The probability triangle (also called the Marschak-Machina triangle) allows for compact and intuitive depictions of risk preferences. Here, we develop an analogous tool for choice under uncertainty – the ambiguity triangle – and show that indifference curves in this triangle capture preferences for unknown probabilities. In particular, the ambiguity triangle allows us to examine whether subjects adhere to the generalized axiom of revealed preference (GARP) and satisfy a non-parametric test for constant ambiguity attitudes. We find that more than 95% of subjects adhere to GARP and that about 60% satisfy our test for a constant ambiguity attitude. Yet, among these 60% of subjects there is substantial preference heterogeneity. We characterize this heterogeneity with finite-mixture estimates of a one-parameter extension of Expected Utility Theory wherein 48% of subjects are ambiguity averse, 22% are ambiguity seeking, and 30% are close to ambiguity neutral. The ambiguity triangle also highlights how variable ambiguity attitudes arise mainly because indifference curves are ’fanning-in’ across the triangle. This fanning-in property implies that aversion to ambiguity increases as the likelihood of receiving a good outcome increases. We capture this behavior with a simple parametric model that also allows for finite mixture characterizations of preference heterogeneity for these subjects.
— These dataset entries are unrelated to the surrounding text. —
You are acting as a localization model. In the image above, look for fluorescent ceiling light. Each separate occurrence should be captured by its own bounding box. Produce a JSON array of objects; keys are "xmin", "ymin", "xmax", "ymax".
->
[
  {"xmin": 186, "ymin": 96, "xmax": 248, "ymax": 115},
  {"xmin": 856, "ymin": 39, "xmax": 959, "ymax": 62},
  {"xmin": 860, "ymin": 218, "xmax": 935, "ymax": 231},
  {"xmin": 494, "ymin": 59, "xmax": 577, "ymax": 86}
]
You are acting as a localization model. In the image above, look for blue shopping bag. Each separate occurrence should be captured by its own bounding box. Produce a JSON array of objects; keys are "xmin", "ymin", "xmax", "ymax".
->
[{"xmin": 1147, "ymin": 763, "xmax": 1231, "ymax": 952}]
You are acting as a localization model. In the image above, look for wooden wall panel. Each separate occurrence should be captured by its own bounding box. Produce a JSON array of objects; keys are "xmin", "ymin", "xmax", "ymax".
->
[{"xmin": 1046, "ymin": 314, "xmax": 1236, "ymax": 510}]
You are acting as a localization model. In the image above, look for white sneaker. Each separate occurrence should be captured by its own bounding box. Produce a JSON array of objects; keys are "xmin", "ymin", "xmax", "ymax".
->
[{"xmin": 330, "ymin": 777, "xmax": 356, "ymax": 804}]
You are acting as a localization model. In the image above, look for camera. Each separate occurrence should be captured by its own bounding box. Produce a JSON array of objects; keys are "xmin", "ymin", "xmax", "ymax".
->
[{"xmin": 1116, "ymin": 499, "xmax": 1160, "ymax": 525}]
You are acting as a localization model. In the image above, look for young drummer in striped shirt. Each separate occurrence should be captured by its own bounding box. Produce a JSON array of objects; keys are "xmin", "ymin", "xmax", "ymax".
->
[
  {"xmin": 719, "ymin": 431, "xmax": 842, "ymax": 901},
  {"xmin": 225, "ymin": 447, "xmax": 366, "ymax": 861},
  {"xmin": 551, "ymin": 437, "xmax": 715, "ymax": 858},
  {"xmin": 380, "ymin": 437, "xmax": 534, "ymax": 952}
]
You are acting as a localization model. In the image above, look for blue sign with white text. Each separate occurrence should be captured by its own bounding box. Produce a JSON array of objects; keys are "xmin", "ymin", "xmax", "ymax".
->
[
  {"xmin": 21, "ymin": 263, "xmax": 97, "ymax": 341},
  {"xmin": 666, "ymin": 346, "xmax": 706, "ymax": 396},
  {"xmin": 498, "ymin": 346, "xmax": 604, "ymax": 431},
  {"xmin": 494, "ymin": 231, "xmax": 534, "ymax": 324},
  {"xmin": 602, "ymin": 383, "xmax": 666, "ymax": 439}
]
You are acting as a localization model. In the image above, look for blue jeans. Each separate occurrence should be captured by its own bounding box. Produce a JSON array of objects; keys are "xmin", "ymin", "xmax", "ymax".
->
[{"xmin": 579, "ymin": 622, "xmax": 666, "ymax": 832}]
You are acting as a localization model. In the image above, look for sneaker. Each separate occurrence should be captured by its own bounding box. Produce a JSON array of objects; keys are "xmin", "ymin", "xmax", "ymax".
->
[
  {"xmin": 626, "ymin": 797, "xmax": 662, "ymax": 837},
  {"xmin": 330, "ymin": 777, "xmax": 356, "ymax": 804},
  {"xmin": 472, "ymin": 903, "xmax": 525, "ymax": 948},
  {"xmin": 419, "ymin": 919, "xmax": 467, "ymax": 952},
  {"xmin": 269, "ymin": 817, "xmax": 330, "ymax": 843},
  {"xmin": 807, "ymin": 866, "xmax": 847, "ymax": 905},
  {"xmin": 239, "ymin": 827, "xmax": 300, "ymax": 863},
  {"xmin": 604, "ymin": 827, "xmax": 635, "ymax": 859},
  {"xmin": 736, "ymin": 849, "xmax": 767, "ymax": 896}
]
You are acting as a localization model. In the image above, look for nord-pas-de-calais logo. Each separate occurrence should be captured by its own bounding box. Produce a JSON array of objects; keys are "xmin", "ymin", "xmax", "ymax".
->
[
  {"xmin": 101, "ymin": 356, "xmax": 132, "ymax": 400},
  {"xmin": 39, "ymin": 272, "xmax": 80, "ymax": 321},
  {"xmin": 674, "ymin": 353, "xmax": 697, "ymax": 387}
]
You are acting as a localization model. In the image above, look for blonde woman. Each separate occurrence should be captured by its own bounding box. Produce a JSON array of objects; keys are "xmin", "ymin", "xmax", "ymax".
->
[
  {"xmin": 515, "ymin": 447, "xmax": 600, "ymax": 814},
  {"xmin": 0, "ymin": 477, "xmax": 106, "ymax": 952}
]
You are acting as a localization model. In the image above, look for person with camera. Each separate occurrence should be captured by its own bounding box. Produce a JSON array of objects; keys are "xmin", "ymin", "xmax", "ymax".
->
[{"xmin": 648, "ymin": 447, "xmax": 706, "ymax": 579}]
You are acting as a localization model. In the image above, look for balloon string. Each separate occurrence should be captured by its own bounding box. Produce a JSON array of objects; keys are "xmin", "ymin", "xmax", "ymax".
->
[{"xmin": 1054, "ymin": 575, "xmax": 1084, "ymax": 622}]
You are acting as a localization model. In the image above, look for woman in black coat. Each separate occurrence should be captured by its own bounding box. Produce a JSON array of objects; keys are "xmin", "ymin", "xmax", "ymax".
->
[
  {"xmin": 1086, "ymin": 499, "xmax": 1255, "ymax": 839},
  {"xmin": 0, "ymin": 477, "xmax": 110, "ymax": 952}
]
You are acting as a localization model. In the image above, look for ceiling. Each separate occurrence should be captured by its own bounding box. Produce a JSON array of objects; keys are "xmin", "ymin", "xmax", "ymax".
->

We show that for a substantial share of these subjects (43%) their fanning-in is so strong that, although they are initially ambiguity seeking, they become strongly ambiguity averse as the likelihood of receiving a good outcome increases.

Suggested Citation

  • Daniel R. Burghart & Thomas Epper & Ernst Fehr, 2015. "The Ambiguity Triangle: Uncovering Fundamental Patterns of Behavior Under Uncertainty," CESifo Working Paper Series 5420, CESifo.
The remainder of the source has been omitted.